The predictors we chose above are statistically significant.However, we notice that interaction terms are not contributing to model predictability. We would say lm_3 will be better than the other two models because its root means square error seems to be smaller.

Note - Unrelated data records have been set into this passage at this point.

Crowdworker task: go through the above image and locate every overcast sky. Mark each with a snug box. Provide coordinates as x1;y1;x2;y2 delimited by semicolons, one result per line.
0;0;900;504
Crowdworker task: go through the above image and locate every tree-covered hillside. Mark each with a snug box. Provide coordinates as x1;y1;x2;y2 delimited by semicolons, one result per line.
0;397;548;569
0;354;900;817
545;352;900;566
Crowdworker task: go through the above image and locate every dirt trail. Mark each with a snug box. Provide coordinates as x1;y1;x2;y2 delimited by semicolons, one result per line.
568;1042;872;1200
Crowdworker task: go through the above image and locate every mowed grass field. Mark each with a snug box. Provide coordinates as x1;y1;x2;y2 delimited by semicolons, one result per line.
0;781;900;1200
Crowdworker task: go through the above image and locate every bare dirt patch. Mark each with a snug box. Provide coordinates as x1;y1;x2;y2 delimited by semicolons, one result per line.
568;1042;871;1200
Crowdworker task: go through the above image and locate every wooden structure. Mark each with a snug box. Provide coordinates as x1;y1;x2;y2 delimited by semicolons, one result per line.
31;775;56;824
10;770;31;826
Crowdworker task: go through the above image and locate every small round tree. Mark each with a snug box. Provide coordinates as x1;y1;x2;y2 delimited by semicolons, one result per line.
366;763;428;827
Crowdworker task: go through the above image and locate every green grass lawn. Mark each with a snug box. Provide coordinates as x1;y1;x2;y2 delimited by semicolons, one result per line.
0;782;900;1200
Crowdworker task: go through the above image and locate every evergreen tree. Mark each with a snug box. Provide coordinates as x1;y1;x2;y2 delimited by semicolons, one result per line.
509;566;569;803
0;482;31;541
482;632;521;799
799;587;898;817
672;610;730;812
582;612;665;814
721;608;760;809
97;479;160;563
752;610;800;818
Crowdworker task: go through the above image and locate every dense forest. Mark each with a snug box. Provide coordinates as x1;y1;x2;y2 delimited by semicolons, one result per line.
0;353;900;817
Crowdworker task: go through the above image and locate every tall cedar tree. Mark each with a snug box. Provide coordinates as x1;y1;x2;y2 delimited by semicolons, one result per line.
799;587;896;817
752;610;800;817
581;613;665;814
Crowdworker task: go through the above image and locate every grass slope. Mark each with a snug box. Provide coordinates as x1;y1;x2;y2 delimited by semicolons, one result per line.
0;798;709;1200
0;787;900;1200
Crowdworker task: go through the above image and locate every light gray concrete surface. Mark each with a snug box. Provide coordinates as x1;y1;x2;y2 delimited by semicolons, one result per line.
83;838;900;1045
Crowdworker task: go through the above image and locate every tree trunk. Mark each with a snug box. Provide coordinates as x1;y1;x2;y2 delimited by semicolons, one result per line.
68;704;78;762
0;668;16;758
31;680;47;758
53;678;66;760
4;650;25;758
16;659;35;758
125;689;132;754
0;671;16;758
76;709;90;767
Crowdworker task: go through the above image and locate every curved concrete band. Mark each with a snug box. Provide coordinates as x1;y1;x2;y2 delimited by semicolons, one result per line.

Therefore, lm_3 could be useful for predicting the total number of bus delays in Manhattan.

cv_df %>% 
  mutate(
    rmse_lm1 = map2_dbl(lm_1, test, ~rmse(model = .x, data = .y)),
    rmse_lm2 = map2_dbl(lm_2, test, ~rmse(model = .x, data = .y)),
    rmse_lm3 = map2_dbl(lm_3, test, ~rmse(model = .x, data = .y))) %>% 
  select(starts_with("rmse")) %>% 
  pivot_longer(
    everything(),
    names_to = "model", 
    values_to = "rmse",
    names_prefix = "rmse_") %>% 
  mutate(model = fct_inorder(model)) %>% 
  ggplot(aes(x = model, y = rmse)) + geom_violin()

Model Conclusion

Month, rainfall, snow depth, and day are good predictors for anticipating the number of daily delays in Manhattan.